River Street Antique Company is housed in two historic buildings. The River Street district was a booming place in the 1890s because the train depot, which welcomed all visitors to the community, was a mere block away, as well as the T.B. Scott Lumber Mill which was in the near vicinity.

The carriage house was built about 1895. It was partly disassembled and moved to its present location in July tf 1995. Its story was featured in OLD HOUSE JOURNAL in April, 1997. Many fine antiques are on display in this building.

The main part of our shop is housed in a brick building built by a William Buss in 1895 - 1896. It originally was built as a saloon and remained that until about 1900. The Buss family lived in the apartment on the second floor. Mr. Buss’ wife, unhappy with the rowdy lumbermen crowd that frequented the saloon, insisted on changing the business into a grocery. The 1905 city directory refers to the business as “GROCERIES, PROVISIONS, AND FUEL.” The 1922 city directory listed the “Grand Union Tea Company” at the 1500 River Street address and eventually this business closed during The Great Depression. The building sat empty and neglected for most of the next 60 years.

The building was purchased by Richard and Sharon Schmidt in 1993. Because of a leaky roof it had almost reached the point where it was beyond saving. Structural damage along the northeast wall had to be corrected, as well as putting on a new roof (12 layers had to be removed!) before any interior restoring could occur. The east wall of the building had never been bricked.

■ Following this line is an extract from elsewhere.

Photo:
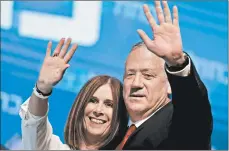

An old brick house that was being torn down provided the bricks to finish off the exterior and blend well with the original brick facade. The original oak ceiling, the original oak wainscoting and the original floor were all saved. The inside of the building was stripped to the studs and new insulation, new plumbing. electrical and heating were installed. Many layers of paint were sanded off of the maple floor and the original wairiscoting was put back on. As much as possible, the original look of the old store was maintained and provides an interesting backdrop for the antique business. Except for the state-required plumber, all of the work was done by the Schmidts.

The upstairs living quarters has been restored to the time period in which the original owners occupied the residence, including a period kitchen and bath. Antiques are on display in each room and are offered for sale.

River Street Antique Company opened its doors in the newly restored building on April 18th, 1998.